Upon further reflection, however, I believe I had my own circumstances and standing in society in mind as well.

“To make a long story short, my conscience would no longer allow me to conceal the truth of my involvement in Bingley’s affairs, so I made my confession to him when I was last in Hertfordshire.

He was angry, and rightly so, but upon my assurance of the lady’s continued affection for him all was forgotten.

I received a letter from him last week. He asked me to stand up with him.

It escapes me, how Bingley can bestow such an honour upon me after all I have done to wrong him and his betrothed. Tell me, how can I possibly accept?”

The colonel traced the rim of his glass with his index finger. “Quite easily, I imagine.
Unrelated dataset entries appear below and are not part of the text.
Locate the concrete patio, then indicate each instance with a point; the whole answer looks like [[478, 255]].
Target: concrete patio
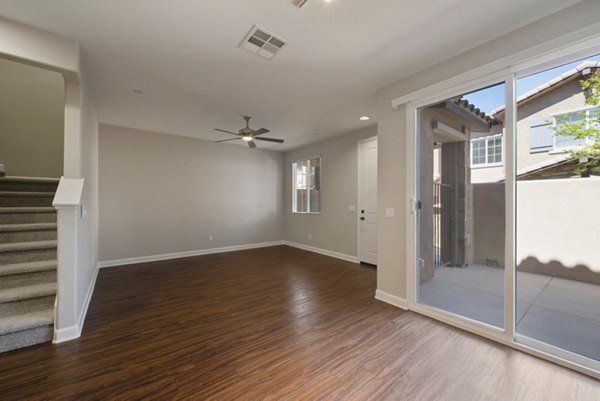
[[559, 312]]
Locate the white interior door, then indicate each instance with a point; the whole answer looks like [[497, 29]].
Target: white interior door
[[367, 201]]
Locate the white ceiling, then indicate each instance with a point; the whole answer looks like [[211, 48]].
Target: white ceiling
[[183, 55]]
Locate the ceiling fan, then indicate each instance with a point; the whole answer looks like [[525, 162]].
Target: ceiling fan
[[249, 135]]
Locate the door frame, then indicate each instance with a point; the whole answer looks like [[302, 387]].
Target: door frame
[[358, 187], [507, 70]]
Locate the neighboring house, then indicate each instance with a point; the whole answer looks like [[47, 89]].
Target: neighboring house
[[540, 153]]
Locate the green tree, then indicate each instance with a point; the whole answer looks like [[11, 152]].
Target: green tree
[[587, 126]]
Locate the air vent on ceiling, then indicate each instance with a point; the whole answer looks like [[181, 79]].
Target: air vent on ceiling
[[262, 43]]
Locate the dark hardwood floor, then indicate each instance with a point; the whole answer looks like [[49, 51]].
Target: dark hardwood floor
[[270, 324]]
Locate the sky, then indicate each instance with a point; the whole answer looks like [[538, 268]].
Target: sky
[[490, 98]]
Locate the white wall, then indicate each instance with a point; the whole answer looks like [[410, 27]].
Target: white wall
[[568, 25], [42, 49], [88, 252], [558, 223], [163, 194], [335, 229], [32, 102], [36, 47]]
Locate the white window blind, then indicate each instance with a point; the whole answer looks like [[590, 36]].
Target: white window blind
[[306, 177]]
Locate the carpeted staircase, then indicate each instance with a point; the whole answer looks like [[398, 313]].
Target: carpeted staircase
[[27, 261]]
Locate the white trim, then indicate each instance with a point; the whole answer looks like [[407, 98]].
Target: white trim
[[485, 140], [308, 189], [73, 332], [88, 299], [391, 299], [509, 144], [66, 334], [321, 251], [358, 181], [184, 254], [412, 144]]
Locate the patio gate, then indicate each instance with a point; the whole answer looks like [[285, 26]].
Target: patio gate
[[442, 224]]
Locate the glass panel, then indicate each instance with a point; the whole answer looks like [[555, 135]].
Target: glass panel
[[494, 150], [315, 185], [558, 222], [461, 222], [300, 186], [478, 152]]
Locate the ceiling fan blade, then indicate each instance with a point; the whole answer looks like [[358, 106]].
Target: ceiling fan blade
[[226, 140], [270, 140], [261, 131], [227, 132]]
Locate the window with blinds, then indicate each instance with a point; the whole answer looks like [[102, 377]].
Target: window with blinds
[[306, 178]]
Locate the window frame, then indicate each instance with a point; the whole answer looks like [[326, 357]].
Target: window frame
[[308, 188], [486, 139], [588, 141]]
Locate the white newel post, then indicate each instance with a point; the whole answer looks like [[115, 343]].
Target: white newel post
[[67, 202]]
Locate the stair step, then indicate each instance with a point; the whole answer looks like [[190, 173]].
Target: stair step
[[21, 252], [28, 279], [27, 232], [27, 227], [27, 321], [27, 267], [27, 246], [22, 215], [26, 338], [28, 184], [21, 198], [28, 292], [8, 309]]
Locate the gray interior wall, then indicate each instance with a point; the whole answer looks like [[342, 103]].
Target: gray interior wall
[[32, 102], [335, 229], [565, 26], [162, 194]]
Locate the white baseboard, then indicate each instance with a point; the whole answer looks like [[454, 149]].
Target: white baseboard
[[391, 299], [66, 334], [325, 252], [185, 254], [73, 332]]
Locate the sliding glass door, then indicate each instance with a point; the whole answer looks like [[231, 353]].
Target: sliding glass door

It would no doubt bring Bingley a great deal of pleasure or else he would not have asked it of you. He has always been of a remarkably forgiving nature.”

“And his future wife is much the same. In that they are well suited. They will be very happy together. I envy him his good fortune. He has secured the affection, the admiration, the esteem of a worthy woman—a woman he loves and values above all others.”

“And you have not?”

“I have not. As a matter of fact, I have been refused.”

The colonel, who had raised his glass to his lips a moment before and taken another fortifying sip, choked.

Darcy turned aside his head. He, like Fitzwilliam, was well-aware of the fact that no person in their circle of acquaintance would believe a woman in Elizabeth’s situation would dare reject a man such as himself, even if she did know the man in question had sought to separate her most beloved sister from his love-struck friend.

“I am surprised to hear that,” Fitzwilliam rasped, wiping beads of amber-coloured liquid from the lapels of his tailcoat. “I had thought Miss Bennet was rather friendly towards you in Kent.”

Darcy’s mouth twisted into a cynical smile as he studied the contents of his own glass, yet untouched.

“Then you knew even less of her feelings than did I. It was only with you and her friends, Mrs Collins and Miss Lucas, that she was ever completely friendly and at ease. As for myself, Miss Bennet left me in absolutely no doubt of her feelings.”

“She was unkind, then?”

“My behaviour did not merit her kindness,” said Darcy, his self-loathing evident in his tone.

“After I professed my ardent admiration of her, I went on to insult and demean her family and all her relations, her circumstances, and her prospects. Miss Bennet then accused me of disappointing all her sister’s hopes, attacked my character, and proclaimed me to be the last man in the world whom she could ever be prevailed upon to marry. The very last man.”

Darcy went on to recount the whole of his proposal, Elizabeth’s accusations, and her belief in Wickham’s claim that Darcy had denied him a living.

Finally, he revealed his impulsive need to defend himself and his actions to her in a letter.

“I thought she would have at least spoken to her father to warn him of the danger to her sisters and the rest of the neighbourhood, but she did not. In any case, Miss Bennet cannot forgive me for failing to expose Wickham for what he is. She could barely even look at me when we were last in company together. She despises me and I am powerless to change her mind.”

“She has admitted as much to you, then? That she holds you responsible for her sister’s predicament and her connexion to Wickham?”

Darcy shook his head. “That was hardly necessary. Her anger with me was quite evident in the way she avoided nearly every opportunity for discourse between us.”